Den Slogan haben wir begleitet mit Postings gegen antimuslimischen Rassismus und gegen die absehbare Vereinnahmung des Anschlags und von Charlie Hebdo durch rechte Gruppen wie die FN, AfD, HOGESA, PEGIDA und die etablierten rassistischen Parteien in der Mitte des politischen Spektrums.
Unser Vorgehen wurde auf Facebook als »white solidarity« kritisiert und die Frage aufgeworfen, ob die ZAG sich mit der »anti-muslimischen, sexistischen und homofeindlichen Charlie Hebdo« identifiziere.
Dies geht unseres Erachtens am Thema vorbei.
Wir verurteilen die Anschläge.
Wir akzeptieren keine Rechtfertigung für den Mord an unbewaffneten Menschen.
Wir wollten mit dem Profilbild unser Mitgefühl mit allen Opfern und deren Angehörigen ausdrücken,
mit den Opfern in der Redaktion, im jüdischen Supermarkt und in der Polizei Im Nachhinein wurde uns klar, dass mit der Wahl des Slogans die Opfer außerhalb der Redaktion unsichtbar gemacht wurden. Dem wollen wir an dieser Stelle entgegenwirken.

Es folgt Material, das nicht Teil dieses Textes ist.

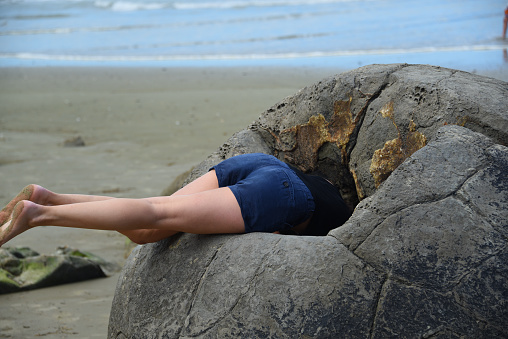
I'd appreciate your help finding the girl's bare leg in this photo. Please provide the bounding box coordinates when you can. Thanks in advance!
[0,172,244,245]
[0,184,114,225]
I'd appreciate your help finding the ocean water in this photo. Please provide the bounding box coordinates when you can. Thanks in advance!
[0,0,508,70]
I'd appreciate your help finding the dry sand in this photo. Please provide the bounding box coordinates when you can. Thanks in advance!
[0,68,507,338]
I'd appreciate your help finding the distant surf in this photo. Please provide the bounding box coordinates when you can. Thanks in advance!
[0,0,507,67]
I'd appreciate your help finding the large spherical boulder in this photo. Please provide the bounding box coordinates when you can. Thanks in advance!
[109,64,508,338]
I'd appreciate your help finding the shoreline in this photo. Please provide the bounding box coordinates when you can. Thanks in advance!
[0,66,508,338]
[0,67,342,338]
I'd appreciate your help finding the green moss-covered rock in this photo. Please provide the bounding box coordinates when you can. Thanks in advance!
[0,248,118,294]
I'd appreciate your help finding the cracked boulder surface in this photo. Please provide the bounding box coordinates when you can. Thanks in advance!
[108,64,508,338]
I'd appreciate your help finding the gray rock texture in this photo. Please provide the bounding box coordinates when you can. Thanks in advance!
[108,64,508,338]
[0,247,120,294]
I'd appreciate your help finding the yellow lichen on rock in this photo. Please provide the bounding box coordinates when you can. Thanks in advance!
[278,97,358,171]
[369,101,427,188]
[369,138,405,188]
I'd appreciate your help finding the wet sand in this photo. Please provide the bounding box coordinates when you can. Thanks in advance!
[0,68,341,338]
[0,68,508,338]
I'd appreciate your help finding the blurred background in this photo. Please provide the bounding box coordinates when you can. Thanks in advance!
[0,0,508,71]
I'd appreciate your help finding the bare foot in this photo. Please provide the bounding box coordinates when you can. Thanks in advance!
[0,184,51,225]
[0,200,37,246]
[0,185,35,225]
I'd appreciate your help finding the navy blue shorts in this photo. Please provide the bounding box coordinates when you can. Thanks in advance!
[211,153,315,233]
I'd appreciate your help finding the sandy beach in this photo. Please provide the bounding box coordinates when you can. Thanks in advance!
[0,67,508,338]
[0,68,341,338]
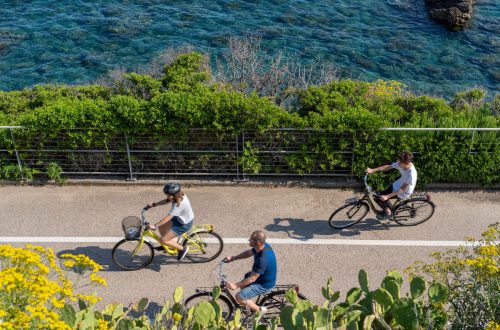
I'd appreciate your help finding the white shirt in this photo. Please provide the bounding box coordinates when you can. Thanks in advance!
[391,162,417,198]
[168,195,194,224]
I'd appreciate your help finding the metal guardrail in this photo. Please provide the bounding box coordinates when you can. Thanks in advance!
[0,126,500,180]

In dem Mitgefühl mit den Opfern und in der Ablehnung der Tat sehen wir uns einig mit großen muslimischen Verbänden in Frankreich und in Deutschland.

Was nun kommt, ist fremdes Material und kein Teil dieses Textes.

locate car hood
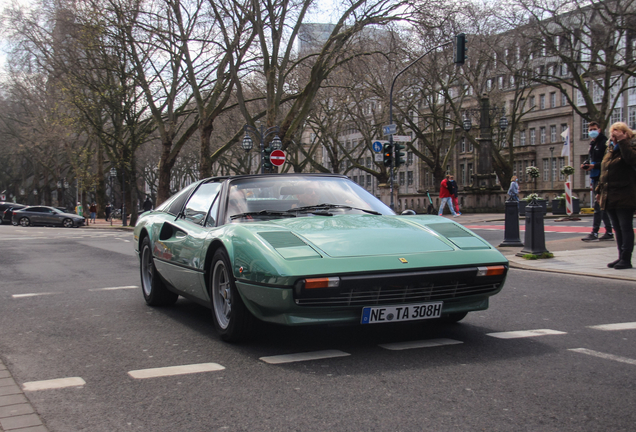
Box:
[259,215,491,258]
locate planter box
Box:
[552,197,581,215]
[519,200,548,216]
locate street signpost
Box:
[393,135,413,142]
[269,150,287,166]
[382,124,397,135]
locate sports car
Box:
[134,174,508,341]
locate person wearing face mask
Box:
[596,122,636,270]
[581,121,614,241]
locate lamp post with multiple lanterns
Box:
[241,124,283,174]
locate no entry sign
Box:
[269,150,286,166]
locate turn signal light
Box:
[477,266,506,276]
[305,277,340,289]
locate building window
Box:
[610,107,623,124]
[550,125,557,142]
[581,117,590,139]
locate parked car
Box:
[13,206,86,228]
[134,174,508,341]
[0,202,26,224]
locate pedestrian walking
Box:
[508,176,519,202]
[581,122,614,241]
[597,122,636,270]
[88,201,97,223]
[437,174,459,217]
[448,175,462,215]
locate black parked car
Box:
[0,202,26,224]
[13,206,86,228]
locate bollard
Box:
[517,200,548,256]
[499,200,523,247]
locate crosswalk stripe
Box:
[568,348,636,365]
[588,322,636,331]
[22,377,86,391]
[378,338,464,351]
[259,350,351,364]
[486,329,567,339]
[128,363,225,379]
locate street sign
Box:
[269,150,286,166]
[382,124,397,135]
[393,135,413,142]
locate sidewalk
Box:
[453,213,636,282]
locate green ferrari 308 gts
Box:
[134,174,508,341]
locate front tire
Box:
[210,249,255,342]
[139,237,179,306]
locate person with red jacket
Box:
[437,175,459,217]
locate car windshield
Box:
[227,175,395,222]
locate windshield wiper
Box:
[287,203,382,216]
[230,210,296,220]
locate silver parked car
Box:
[12,206,86,228]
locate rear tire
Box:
[139,237,179,306]
[210,249,256,342]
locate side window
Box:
[183,183,221,225]
[166,183,198,216]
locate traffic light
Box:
[382,144,393,166]
[393,144,405,168]
[263,147,274,170]
[453,33,468,65]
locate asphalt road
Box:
[0,226,636,432]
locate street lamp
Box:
[109,168,117,226]
[241,124,283,174]
[550,147,554,189]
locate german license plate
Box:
[362,302,444,324]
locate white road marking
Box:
[89,285,139,291]
[11,293,59,298]
[588,322,636,331]
[379,338,464,351]
[486,329,567,339]
[259,350,351,364]
[568,348,636,366]
[22,377,86,391]
[128,363,225,379]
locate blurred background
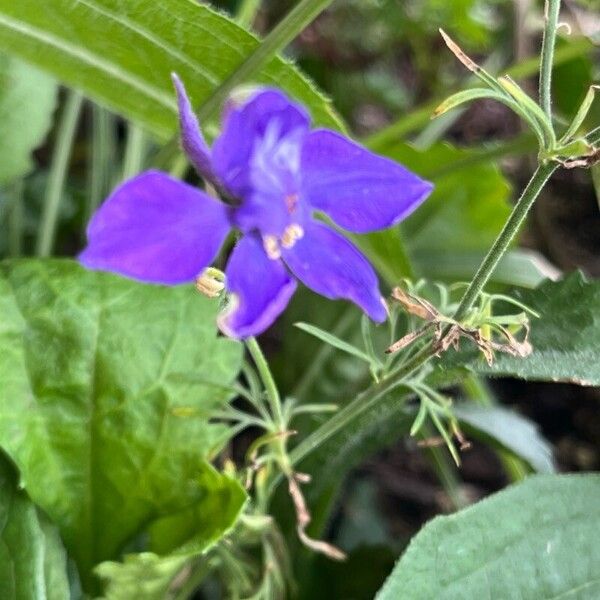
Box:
[0,0,600,598]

Wer meint, dass es im Zusammenhang mit diesem Attentat sinnvoll sei, eine Grenze zu ziehen zwischen der Mehrheitsgesellschaft (white solidarity) auf der einen Seite und Muslimen und AntiRa auf der anderen Seite, der oder die betreibt das Geschäft der Hardliner auf allen Seiten.

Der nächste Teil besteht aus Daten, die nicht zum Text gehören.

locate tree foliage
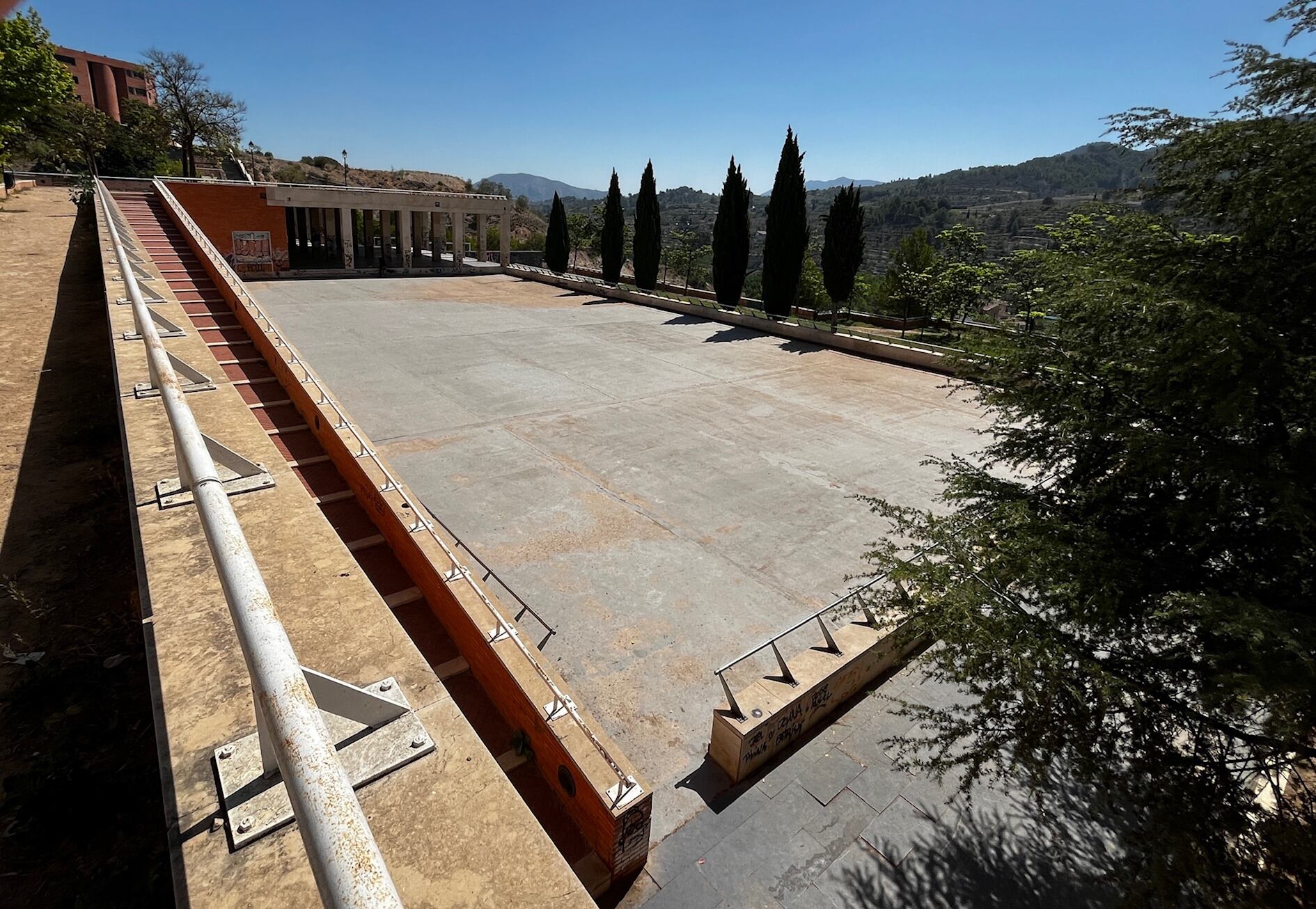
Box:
[0,9,74,163]
[146,49,246,176]
[763,126,809,316]
[921,223,1003,325]
[544,193,571,272]
[664,230,713,290]
[713,155,750,306]
[600,171,627,284]
[632,161,662,291]
[822,183,863,323]
[880,228,937,313]
[870,0,1316,906]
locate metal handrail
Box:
[154,180,640,807]
[96,179,402,909]
[421,503,558,650]
[713,544,941,720]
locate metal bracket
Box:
[608,776,645,810]
[817,616,845,656]
[214,667,434,850]
[544,696,575,722]
[133,351,214,397]
[111,263,162,284]
[155,433,274,510]
[124,308,187,341]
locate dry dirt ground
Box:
[0,188,171,906]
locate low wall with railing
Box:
[708,621,927,783]
[154,180,652,878]
[503,266,953,375]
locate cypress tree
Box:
[713,155,749,306]
[822,183,863,331]
[544,193,571,272]
[763,126,809,316]
[634,161,662,291]
[602,170,627,284]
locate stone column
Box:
[361,208,375,266]
[379,210,393,268]
[398,212,412,269]
[87,62,120,124]
[497,205,512,267]
[453,212,466,272]
[412,212,425,267]
[338,208,357,269]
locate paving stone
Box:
[760,830,833,903]
[758,742,828,797]
[804,789,878,860]
[863,797,937,864]
[847,758,915,812]
[796,748,863,805]
[837,720,891,767]
[646,787,769,887]
[900,772,955,819]
[785,884,840,909]
[710,783,827,855]
[719,878,783,909]
[645,868,729,909]
[810,841,882,909]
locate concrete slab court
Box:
[253,275,985,852]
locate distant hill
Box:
[804,176,882,189]
[485,173,608,203]
[882,142,1153,204]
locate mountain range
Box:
[804,176,882,189]
[485,173,608,203]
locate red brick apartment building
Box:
[55,47,155,122]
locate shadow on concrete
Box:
[776,340,825,354]
[704,325,766,345]
[828,782,1131,909]
[0,207,173,906]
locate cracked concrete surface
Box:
[253,275,985,842]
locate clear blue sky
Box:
[25,0,1300,192]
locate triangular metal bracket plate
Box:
[111,262,161,283]
[214,667,434,850]
[155,433,274,510]
[133,351,214,397]
[124,308,187,341]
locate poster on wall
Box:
[233,230,274,266]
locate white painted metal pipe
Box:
[96,180,402,909]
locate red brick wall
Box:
[169,183,288,275]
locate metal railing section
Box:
[96,180,402,908]
[713,546,939,721]
[154,180,640,807]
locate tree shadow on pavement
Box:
[847,782,1131,909]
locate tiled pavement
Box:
[622,667,1102,909]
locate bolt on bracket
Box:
[214,667,436,851]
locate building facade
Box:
[55,47,155,122]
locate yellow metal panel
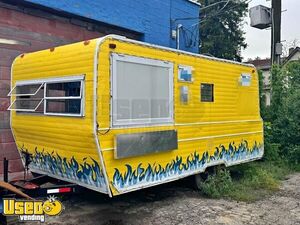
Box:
[12,40,105,191]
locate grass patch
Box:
[201,161,291,202]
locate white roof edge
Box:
[99,34,255,68]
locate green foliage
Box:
[199,0,248,61]
[201,170,232,198]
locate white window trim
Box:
[110,53,174,127]
[8,75,85,117]
[7,98,44,112]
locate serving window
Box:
[8,76,84,116]
[111,53,173,126]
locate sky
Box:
[242,0,300,60]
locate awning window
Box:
[8,83,44,96]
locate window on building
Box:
[8,76,84,116]
[200,83,214,102]
[112,54,173,126]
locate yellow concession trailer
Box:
[9,35,263,196]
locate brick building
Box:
[0,0,199,174]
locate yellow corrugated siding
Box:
[12,40,100,188]
[98,40,263,194]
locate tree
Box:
[199,0,248,61]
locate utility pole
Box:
[271,0,282,64]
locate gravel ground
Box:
[8,173,300,225]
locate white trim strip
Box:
[16,75,84,85]
[92,35,112,197]
[178,131,263,142]
[101,35,255,69]
[7,83,44,97]
[102,131,263,152]
[98,119,263,131]
[47,188,59,194]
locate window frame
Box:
[8,75,85,117]
[110,53,174,127]
[200,83,215,103]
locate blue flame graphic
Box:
[20,146,106,189]
[112,141,263,190]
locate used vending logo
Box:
[3,196,63,222]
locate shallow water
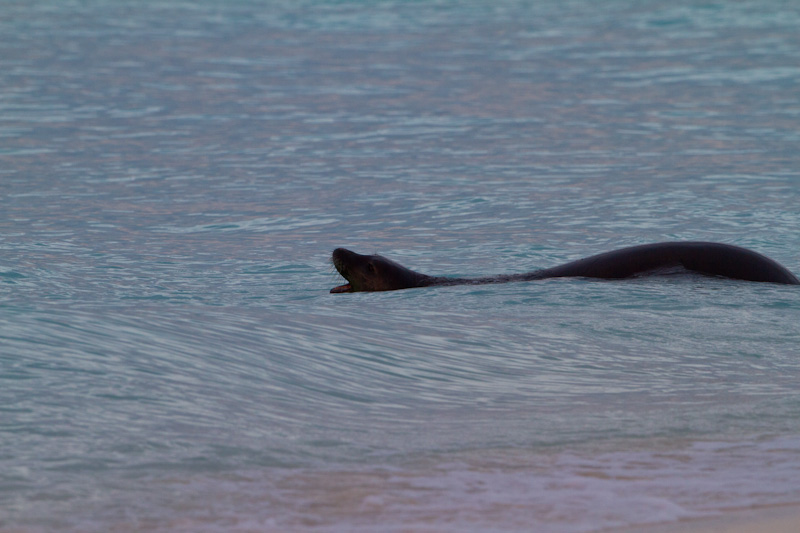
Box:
[0,1,800,533]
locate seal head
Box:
[331,248,432,293]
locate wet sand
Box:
[619,505,800,533]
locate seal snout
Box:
[331,248,358,293]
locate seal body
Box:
[331,242,800,292]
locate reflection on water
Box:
[0,0,800,532]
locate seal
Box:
[331,241,800,293]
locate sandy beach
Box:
[622,505,800,533]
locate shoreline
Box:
[620,503,800,533]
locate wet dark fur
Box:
[331,242,800,292]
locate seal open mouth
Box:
[331,248,355,293]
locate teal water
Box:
[0,1,800,533]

Wir identifizieren uns nicht mit den Inhalten von Charlie Hebdo,
weil wir sie gar nicht gut genug kennen. Charlie Hebdo ist ein Satireblatt unter vielen. Wir wollen weder für noch gegen die Karikaturen Stellung beziehen. Wir sehen die Probleme woanders.
»Satire darf alles«
schrieb Kurt Tucholsky. Es ließe sich darüber streiten, ob die Vorwürfe von antimuslimischem Rassismus, Sexismus und Homophobie gegen Charlie Hebdo berechtigt sind oder nicht. Die Kritik müsste an der konkreten Publikation erfolgen. Es ist uns wichtig, dass auch grenzwertige Interventionen möglich sind und weiter möglich bleiben. Angst vor weiteren Anschlägen darf die Pressefreiheit nicht noch weiter einschränken, als dies durch staatliche Instanzen oder wirtschaftliche Abhängigkeit ohnehin schon geschieht. Selber denken ist eine Herausforderung.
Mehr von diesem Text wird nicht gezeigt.